I send you all of my best wishes and prayers for the future. We would like to be kept updated, however, as it is important to most of us here punters.
- PeeweeTheCat
December 6, 2014 at 6:08 am -
Oh Anna. I’ve been reading you for ages but only made a couple of comments.
You’re an inspiration and a warrior. Take time now for yourself and Mr. G.
Enjoy your Christmas. Eat, drink and be really merry. You deserve it.
Love from the Cat.
- Tony
December 6, 2014 at 10:10 am -
Dear Anna
You have been an inspiration to many people over the last few years, and although you gave us fair warning we still didn’t really believe a day would come when you might actually say goodbye.
Please keep in touch whenever you feel able, but please don’t think of it as an obligation. You deserve to clear your mind of any stress; relax and enjoy your allotted time.
The last straw for me was your signing off as Susanne. That did it, I blubbed! - suffolkgirl
December 6, 2014 at 6:25 pm -
I’ve always been amazed that you had the energy to blog with such verve and enthusiasm despite your illness. Now you rightly save your energies for yourself and Mr G and we shall miss you. I wish you the best possible health and all happiness and hope you look in from time to time.
- Henry
December 9, 2014 at 8:48 pm -
I don’t blame you in the slightest. To state the obvious: hospitals are bleeding awful places, getting treated like a kid by stressed nurses who exercise this weird kind of pressure on anyone who wants to get up and walk about on the ward, Doctors who are either unwilling or unable to talk anything other than double dutch.
Anyway thanks for all your fantastic work- though I’m sure there will be more. Take care
- Clarissa
December 17, 2014 at 10:04 pm -
Dear Susanne,
Apologies that this is a bit late but I’ve fallen slightly behind on my reading.
I won’t say anything as daft as I support your decision as, quite frankly, it was between you and Mr. G. and none of my business as to which way you jumped. What I will say is that I wish you all the best and hopefully you will confound the doctors and survive for many years to come.

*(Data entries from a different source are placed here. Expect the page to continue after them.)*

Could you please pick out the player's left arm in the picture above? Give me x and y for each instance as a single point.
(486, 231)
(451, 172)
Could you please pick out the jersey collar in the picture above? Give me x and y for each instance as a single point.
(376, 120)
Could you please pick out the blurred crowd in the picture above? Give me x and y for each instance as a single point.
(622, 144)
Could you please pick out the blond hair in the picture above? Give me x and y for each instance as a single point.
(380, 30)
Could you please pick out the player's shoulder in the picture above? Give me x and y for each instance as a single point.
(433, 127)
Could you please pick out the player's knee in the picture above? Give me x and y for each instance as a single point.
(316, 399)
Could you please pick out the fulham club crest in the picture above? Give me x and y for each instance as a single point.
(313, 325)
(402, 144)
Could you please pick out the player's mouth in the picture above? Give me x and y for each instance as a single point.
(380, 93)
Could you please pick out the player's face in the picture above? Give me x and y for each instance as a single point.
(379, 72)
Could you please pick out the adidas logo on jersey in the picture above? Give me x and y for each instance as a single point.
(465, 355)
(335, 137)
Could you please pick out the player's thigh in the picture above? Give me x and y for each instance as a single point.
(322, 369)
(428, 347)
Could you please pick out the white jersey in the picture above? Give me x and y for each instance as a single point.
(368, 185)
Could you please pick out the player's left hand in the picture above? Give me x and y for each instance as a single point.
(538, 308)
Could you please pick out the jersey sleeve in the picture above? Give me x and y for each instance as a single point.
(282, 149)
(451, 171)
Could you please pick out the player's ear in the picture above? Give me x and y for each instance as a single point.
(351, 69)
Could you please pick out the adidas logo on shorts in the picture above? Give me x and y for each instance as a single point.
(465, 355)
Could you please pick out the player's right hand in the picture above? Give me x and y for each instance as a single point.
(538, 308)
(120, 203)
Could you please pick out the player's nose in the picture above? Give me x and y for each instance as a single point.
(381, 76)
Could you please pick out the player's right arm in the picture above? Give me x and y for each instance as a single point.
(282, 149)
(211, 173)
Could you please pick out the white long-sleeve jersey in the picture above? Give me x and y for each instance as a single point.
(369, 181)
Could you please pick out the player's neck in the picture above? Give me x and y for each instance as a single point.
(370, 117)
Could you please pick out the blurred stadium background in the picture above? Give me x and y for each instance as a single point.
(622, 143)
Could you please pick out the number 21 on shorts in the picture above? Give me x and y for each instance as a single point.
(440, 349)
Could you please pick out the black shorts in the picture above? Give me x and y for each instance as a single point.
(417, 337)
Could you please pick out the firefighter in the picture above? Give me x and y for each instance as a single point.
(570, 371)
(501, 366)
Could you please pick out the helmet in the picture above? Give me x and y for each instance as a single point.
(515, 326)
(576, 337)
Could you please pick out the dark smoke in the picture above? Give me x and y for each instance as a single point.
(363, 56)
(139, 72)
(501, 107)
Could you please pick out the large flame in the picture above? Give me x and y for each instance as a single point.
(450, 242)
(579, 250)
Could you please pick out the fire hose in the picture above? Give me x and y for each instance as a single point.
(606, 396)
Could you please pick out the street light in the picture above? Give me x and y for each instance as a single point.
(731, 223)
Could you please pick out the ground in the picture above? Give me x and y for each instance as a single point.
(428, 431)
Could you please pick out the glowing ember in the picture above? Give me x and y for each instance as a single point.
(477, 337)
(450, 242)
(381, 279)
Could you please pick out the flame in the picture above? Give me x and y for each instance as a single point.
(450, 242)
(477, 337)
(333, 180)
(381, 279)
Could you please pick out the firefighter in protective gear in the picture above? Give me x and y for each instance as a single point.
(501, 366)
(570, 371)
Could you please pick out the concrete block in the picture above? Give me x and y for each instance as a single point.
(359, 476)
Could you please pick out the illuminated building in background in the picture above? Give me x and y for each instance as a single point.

In relation to my own family, I suspect (but can never prove) that my Nan, when informed of her breast cancer in her late 70s, probably decided that whatever she was offered in the way surgery/chemo/radio wasn’t worth the extra months or years it may have gained her. She also insisted that the knowledge of it be kept from her grandchildren because at that time I was in my final year at uni and my brother was in the upper-sixth. As circumstances had it, I found out the day after my final exam and she died the following day. My brother wasn’t so lucky and had found out a day or so before me thanks to a blunder by the admin department of the hospital (Mum was making arrangements for Nan to see out her final days in her own bed and had left strict instructions that all calls were either to be to work or mobile but someone screwed up). He ended up resetting his A-Levels the following summer.